Development of RosaeNLG began in 2017, with the first version released in 2019. In March 2021, RosaeNLG joined LF AI & Data as a Sandbox project.

This blog discusses real-life applications of RosaeNLG and explores its future amidst the growing use of Large Language Models (LLMs) for text generation.

Use cases: Busbud, Xanevo 

Landing pages production for Busbud 

Busbud is a company that sells bus and train tickets online, working with thousands of bus companies and serving over five million routes worldwide, with a website available in 18 locales. 

Busbud uses RosaeNLG to create more varied texts for their landing pages. Creating landing pages for each route, locale, city, country, etc., at this scale is impossible to do manually. Therefore, they use RosaeNLG to generate the content programmatically. RosaeNLG is considered very easy to use and highly efficient in producing grammatically correct variations of texts in French, Spanish, English, and Portuguese.

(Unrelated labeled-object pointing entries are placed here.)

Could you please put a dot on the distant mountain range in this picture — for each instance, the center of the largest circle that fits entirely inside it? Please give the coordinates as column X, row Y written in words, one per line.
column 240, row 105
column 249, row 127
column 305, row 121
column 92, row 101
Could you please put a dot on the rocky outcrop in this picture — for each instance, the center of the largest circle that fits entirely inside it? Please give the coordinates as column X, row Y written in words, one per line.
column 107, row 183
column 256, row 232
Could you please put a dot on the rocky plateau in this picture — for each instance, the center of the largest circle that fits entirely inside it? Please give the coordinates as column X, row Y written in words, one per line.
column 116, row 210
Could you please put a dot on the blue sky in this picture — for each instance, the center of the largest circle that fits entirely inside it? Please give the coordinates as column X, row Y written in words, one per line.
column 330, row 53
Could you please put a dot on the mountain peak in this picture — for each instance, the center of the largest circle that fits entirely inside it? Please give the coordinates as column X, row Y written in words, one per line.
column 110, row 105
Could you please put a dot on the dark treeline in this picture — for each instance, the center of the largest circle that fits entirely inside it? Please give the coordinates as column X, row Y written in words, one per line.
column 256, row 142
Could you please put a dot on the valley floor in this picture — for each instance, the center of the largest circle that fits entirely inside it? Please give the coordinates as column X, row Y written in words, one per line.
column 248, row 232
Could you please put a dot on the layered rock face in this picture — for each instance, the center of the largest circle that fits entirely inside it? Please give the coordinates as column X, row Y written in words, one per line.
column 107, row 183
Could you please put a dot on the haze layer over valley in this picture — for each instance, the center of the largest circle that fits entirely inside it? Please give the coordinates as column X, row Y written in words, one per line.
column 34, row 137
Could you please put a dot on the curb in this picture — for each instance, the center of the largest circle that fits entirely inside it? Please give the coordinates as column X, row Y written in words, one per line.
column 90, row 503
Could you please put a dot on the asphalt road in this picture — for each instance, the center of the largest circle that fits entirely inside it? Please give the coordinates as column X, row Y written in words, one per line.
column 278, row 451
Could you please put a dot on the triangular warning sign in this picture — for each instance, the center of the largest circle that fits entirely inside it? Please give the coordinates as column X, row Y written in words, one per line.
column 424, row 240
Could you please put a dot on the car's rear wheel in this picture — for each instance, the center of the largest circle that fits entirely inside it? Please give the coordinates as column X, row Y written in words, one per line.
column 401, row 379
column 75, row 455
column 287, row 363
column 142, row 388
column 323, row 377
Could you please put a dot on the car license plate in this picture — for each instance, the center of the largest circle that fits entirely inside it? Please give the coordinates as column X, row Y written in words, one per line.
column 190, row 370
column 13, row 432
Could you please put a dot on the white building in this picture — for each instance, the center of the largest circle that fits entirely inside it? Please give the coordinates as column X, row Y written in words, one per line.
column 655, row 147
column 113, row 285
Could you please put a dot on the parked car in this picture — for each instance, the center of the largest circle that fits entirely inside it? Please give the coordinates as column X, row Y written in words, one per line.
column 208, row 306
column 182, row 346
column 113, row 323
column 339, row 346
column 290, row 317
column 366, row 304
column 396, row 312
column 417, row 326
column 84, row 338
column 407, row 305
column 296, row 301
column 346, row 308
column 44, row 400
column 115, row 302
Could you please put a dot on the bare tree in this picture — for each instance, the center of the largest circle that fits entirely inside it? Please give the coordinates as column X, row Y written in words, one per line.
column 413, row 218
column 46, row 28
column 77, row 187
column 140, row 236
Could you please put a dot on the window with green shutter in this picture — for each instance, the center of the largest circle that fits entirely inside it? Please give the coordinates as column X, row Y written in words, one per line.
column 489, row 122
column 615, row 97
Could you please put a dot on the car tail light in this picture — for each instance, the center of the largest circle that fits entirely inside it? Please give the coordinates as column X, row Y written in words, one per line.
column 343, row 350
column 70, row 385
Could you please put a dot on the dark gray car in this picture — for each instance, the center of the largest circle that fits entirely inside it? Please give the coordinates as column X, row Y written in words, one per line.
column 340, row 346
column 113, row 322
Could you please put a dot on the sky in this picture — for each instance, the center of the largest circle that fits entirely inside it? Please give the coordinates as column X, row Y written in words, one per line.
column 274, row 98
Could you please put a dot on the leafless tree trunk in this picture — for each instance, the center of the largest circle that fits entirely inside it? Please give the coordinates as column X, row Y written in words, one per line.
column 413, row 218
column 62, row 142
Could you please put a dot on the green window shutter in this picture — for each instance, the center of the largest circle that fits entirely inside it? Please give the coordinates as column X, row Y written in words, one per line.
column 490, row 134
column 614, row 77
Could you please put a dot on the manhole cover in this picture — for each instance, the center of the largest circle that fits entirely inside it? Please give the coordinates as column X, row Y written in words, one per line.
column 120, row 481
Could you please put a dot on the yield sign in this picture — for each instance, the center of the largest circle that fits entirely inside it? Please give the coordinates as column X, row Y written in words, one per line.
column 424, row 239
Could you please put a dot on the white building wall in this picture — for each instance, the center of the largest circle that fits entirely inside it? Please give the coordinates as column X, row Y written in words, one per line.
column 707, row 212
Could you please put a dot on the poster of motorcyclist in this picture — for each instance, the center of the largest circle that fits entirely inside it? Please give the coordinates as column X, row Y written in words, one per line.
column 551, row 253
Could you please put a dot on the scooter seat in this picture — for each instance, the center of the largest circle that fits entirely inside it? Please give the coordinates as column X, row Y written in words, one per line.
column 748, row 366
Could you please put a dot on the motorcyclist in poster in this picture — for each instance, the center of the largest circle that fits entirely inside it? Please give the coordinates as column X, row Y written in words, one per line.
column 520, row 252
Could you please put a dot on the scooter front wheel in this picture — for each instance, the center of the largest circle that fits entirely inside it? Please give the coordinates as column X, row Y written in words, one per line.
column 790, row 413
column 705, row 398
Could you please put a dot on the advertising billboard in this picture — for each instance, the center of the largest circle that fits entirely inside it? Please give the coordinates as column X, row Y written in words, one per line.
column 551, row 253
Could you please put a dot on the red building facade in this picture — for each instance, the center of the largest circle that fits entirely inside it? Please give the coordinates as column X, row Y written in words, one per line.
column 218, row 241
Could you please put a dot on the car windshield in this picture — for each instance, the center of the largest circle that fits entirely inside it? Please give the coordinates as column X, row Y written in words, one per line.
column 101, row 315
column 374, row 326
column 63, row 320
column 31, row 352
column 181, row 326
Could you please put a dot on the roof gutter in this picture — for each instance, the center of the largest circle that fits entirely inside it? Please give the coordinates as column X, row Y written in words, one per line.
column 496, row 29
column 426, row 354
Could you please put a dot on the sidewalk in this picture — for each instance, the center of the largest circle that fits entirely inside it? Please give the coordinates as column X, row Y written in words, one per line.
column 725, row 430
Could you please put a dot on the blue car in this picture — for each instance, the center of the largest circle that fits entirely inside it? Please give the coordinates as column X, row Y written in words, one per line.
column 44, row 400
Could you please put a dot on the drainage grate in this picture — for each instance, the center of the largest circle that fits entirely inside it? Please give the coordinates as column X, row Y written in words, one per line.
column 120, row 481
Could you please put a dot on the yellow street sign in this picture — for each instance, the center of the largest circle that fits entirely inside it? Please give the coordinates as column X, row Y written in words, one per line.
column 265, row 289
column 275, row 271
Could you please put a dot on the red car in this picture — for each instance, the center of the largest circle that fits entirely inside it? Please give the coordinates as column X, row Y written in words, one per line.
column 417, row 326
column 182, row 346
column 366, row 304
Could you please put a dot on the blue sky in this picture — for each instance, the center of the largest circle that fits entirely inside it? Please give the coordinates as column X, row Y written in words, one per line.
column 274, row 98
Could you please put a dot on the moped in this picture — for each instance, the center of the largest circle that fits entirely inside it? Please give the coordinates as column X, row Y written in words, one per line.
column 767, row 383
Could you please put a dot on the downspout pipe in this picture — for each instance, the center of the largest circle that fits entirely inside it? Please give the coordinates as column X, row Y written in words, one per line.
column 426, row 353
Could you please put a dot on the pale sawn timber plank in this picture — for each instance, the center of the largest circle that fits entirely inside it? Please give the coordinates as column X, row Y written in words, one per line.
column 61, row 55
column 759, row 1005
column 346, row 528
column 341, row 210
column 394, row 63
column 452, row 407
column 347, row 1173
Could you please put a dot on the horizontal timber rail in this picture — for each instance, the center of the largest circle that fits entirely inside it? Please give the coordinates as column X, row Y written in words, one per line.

Generation of e-commerce descriptions by Xanevo 

Xanevo GmbH is an AI Consulting firm specializing in E-commerce, renowned for automating high-volume SEO content. Xanevo uses a variety of different AI technologies like LLMs, but also RosaeNLG for some of their customers in the e-commerce industry. 

RosaeNLG is used to generate texts for meta descriptions and images (alt texts) in German, English and French. With RosaeNLG’s template-based approach, Xanevo can set the length of the texts to fall within a certain range. This is extremely important for these two types of text. If the length is not respected, the templates are called again and the synonym function causes the text to fall into the range at some point.

Is RosaeNLG still useful now that we have LLMs and ChatGPT?

RosaeNLG is a template-based language generator that transforms structured data (e.g., a financial situation) into text using manually written templates. Unlike ChatGPT or any LLM, which generate text from prompts, RosaeNLG excels at converting data to text. This template-based approach ensures strict control over the generated content, preventing hallucination or fabrication of facts. However, the drawback is that users must manually write these templates for each use case.

In practice, template-based generators like RosaeNLG remain a valid data-to-text solution when the following criteria are met: 

  • The structured input data exists 
  • The texts to be generated remain relatively repetitive 
  • You need strict control over the output 
  • You cannot accept errors or hallucinations 

Check this article for a more detailed comparison of RosaeNLG with LLMs

RosaeNLG roadmap 

Developed since 2017, RosaeNLG is now a mature product, supporting English, French, German, Italian and Spanish. Releases by the original author Ludan Stoecklé happen 2-3 times a year, focusing on security updates and debug. Most of the new features are now proposed and developed by the community.  

Follow the example of Bernard Legaut, a NLG pionner, who is both an active user and an active contributor of RosaeNLG. Bernard is currently using RosaeNLG for 4 projects automating the production of documents in French, and heavily contributing to the roadmap and the code of RosaeNLG.